And that’s, by the way, one of the reasons that bitcoin goes up over time. So halving plays a very important role, and it would be ever cognizant of that. So with the halving, if everything else was stable, which it never is, but if it was, it would be predictable, very high return security, probably no security is as predictable or as high return that you’re ever going to encounter. So the second factor is because you can think of it as if you need twice many machines to get the same number of bitcoin, therefore, your costs are rising, you’ve got to be very, very cognizant of your usage of electric power. So you have to have machines that will be ever more economical electric power usage. So no one seems to believe me when I say this, but I’ll repeat it, yes, again, that yet again, the last seven or eight years.

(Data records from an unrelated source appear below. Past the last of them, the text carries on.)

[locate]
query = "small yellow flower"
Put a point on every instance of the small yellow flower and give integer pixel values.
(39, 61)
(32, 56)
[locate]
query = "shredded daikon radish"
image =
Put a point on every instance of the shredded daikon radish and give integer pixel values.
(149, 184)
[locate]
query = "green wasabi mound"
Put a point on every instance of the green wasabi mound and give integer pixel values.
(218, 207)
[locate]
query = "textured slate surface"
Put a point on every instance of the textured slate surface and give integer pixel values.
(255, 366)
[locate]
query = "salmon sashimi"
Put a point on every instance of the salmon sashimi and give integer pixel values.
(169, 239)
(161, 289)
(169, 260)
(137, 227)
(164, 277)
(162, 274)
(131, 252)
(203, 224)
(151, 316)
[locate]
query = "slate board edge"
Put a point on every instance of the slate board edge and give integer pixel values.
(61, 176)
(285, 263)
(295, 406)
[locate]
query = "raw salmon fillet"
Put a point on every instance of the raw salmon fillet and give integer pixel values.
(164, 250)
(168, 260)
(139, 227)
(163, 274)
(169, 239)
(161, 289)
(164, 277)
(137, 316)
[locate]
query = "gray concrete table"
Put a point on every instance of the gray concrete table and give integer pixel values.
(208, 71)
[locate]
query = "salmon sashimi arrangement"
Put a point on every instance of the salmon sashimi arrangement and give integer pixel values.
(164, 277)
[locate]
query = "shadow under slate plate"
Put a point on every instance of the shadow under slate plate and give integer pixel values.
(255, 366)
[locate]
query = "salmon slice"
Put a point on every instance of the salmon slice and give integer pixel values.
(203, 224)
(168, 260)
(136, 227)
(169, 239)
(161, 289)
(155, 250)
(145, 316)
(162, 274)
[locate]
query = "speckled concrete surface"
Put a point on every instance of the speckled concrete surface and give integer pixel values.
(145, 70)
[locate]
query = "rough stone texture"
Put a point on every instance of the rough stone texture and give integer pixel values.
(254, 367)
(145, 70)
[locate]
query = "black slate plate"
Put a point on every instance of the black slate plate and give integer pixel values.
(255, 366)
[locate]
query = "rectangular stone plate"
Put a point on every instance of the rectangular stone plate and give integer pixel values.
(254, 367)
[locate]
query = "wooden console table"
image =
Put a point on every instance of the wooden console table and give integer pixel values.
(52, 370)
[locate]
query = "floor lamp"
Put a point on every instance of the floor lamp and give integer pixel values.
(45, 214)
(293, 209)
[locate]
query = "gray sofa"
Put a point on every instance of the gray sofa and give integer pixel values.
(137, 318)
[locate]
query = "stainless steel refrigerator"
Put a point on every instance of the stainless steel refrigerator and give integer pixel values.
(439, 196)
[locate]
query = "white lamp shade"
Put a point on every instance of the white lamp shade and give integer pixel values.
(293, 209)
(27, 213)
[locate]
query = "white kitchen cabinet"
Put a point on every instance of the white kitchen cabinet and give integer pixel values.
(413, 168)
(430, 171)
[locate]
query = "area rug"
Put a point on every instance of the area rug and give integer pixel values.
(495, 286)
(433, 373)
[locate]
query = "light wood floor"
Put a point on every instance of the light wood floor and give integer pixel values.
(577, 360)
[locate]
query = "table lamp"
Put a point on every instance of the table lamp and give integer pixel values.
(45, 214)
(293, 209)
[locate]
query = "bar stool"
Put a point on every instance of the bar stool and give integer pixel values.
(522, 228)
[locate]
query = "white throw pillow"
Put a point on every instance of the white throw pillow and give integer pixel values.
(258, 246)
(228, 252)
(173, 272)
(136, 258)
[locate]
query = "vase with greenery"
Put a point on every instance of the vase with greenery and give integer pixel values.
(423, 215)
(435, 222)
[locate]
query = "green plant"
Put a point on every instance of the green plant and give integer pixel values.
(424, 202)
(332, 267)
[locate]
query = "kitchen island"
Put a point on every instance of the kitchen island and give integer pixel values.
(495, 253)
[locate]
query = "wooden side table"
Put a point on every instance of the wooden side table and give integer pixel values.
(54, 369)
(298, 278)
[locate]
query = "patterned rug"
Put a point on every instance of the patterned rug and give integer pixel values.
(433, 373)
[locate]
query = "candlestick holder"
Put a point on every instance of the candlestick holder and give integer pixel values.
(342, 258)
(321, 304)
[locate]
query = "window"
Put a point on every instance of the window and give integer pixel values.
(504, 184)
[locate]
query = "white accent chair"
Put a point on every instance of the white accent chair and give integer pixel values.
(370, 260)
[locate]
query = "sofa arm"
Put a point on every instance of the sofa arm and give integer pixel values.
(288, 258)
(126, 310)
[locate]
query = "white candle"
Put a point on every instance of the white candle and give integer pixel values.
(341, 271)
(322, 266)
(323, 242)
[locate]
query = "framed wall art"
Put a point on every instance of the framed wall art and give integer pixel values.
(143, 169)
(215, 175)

the electric power usage per transaction is down 96%. Doesn’t mean the electric power usage of entire system is down at all. Electric power usage system is up, electric power usage per transaction is down 96%. And that has to continue, and I probably will continue. And the reason that’s relevant for going slow in terms of buying equipment is, when that happens, your equipment could be obsoleted. So what you’d like to do is you’d like to constantly be growing your – the amount of crypto you have, which I think we’ve done, if you look at all the quarterly statements. And you’d like to be doing it in such a way that you’re always in a position to buy the most up-to-date equipment. And you bought a small enough equipment so that you’ve managed to use it completely and thoroughly during the cycle.

So we’ve been very careful buying equipment. One of the things you’ll see in our cryptocurrency mining operations, we’re now operating fully depreciated equipment. How long we’ll be operating that is a question that I don’t know the answer to, but the goal was to get to the point where we can operate properly, fully depreciated equipment. Our policy is to depreciate new equipment over a 2-year cycle and used equipment over a year or sometimes 1.5 years. So we’re very conservative of our depreciation. In Consensus Mining, I believe, in the round numbers, we’re up to 266, roughly, I’ll look this up, for you in a second because I wrote it down. I beg your pardon. We’re up to 265 bitcoins Consensus Mining. We also – in Consensus Mining as the most recent reckoning, this is data as several days ago, but I think it will relevant.

We have 6,618 Litecoin. Litecoin, you might be aware, is basically the same monetary policy as bitcoin is just started later. So at the moment, it has a modestly higher inflation rate, but lend up the same – at the same point as Bitcoin. It’s actually not more profitable to mine Litecoin than mine bitcoin. And you can make an argument for Litecoin. If Litecoin ever were to have the kind of use cases that bitcoin is going to have or at least some of it, the Litecoin aggregate hash rate would grow in relation to bitcoin’s adequate hash – aggregate hash rate and you make a lot of money of it. And also, we own as of several days ago, in other words, most recent reckoning, we own 265 – excuse me, 38.9 I beg your pardon, 38.9 Bitcoin Cash. Now Bitcoin Cash is an interesting sort of animal because Bitcoin Cash has the exact same monetary policy as bitcoin itself.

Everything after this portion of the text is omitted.